As a Messianic Jew who has been frequently scourged by preachers warning me not to think that I can earn one iota of righteousness, let alone holiness, through attention to the Torah, I find something here of inestimable value. On Yom Kippur, there is no shame, no fear, no debasing of any who draw near—no matter where we think we stand: whether devout, just trying to be faithful, or downright unworthy. In fact, that’s how we open this most holy day of the year—declaring from the bima before Kol Nidre, “we hold it lawful to pray with sinners.”
Those words usher in a moment of sheer trembling reflection—as if, for a moment, we truly understand ourselves in the courts of God, and face as he does, in absolute acceptance, that human beings fall short, struggle with temptations and fail, and yet, are permitted to come before One who is truly holy—even when our temples are dust and we are guilty for the death of our King Messiah. This is the time to reflect that we too are a generation between “dust to dust.” But through a few hours of prayer, fasting and contrition, we find that we’ve been given sacred time and sacred space for teshuvah—repentance, to return and rediscover our eternal identity.

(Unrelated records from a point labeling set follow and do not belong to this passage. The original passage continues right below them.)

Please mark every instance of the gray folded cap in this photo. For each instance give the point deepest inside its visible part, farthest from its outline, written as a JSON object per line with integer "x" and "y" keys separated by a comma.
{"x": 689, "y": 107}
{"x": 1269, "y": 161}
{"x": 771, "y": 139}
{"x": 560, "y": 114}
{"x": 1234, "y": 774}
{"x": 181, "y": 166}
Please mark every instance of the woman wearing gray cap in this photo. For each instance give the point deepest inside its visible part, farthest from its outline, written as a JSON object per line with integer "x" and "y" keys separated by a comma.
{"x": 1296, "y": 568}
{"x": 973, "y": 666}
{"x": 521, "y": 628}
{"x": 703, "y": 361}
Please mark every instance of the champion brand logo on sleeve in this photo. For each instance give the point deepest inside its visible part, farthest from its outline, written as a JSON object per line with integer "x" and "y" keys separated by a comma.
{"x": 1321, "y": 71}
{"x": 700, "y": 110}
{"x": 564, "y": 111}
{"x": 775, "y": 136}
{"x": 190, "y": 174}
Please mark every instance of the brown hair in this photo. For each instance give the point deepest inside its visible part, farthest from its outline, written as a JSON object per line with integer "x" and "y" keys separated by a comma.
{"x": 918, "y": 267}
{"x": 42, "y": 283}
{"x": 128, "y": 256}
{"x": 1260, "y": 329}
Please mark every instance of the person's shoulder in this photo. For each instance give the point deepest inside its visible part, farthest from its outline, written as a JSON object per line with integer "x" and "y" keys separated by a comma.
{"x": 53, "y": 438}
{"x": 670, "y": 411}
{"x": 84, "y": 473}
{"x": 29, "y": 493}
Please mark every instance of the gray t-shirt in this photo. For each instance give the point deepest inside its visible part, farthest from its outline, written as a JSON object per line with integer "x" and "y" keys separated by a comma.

I recall many years ago meeting a dear brother in the Lord from Australia. We were at a Messianic conference and he told me about his brother who was appalled to know that he was fasting on Yom Kippur. Since then, I’ve heard a similar concern from other believers, but few of them know the depths of meaning to be found in the remarkable liturgy of the day—much of it calling us to be fully open to God’s call on our whole life. Several times during the Yom Kippur service we repeat: “For on this day atonement shall be made for you to purify you of all your sins; you shall be pure before Adonai” (Lev 16:30). And after we’ve spent time in prayer, fasting, and contrition, I feel genuinely ready to accept that this is my calling, to pursue purity, “to be holy.” And each year I learn a bit more—or perhaps the Torah is inscribed a little more clearly on my heart. I’ve been given a day that I choose to make “a choice point.” A day of decision to press on through the “miserable middle,” even if the journey is tough, lonely, or even impossible to see through the next obstacle. Day by day, year by year, he’s taught me not to give in or give up as long as I can keep his larger, eternal purpose in my mind and heart. Faith will find a way to get through.
After that final long trumpet blast on Yom Kippur, the day echoes the peaceful reassurance that brings to mind Sim Shalom, a closing prayer of the Amidah: chen v’chesed v’rachamim—mercy, grace and compassion, for us and for all his people of Israel. I leave humbled, acknowledging the incredible miracle of God’s forgiveness in Yeshua, and willing to begin again the journey to holiness.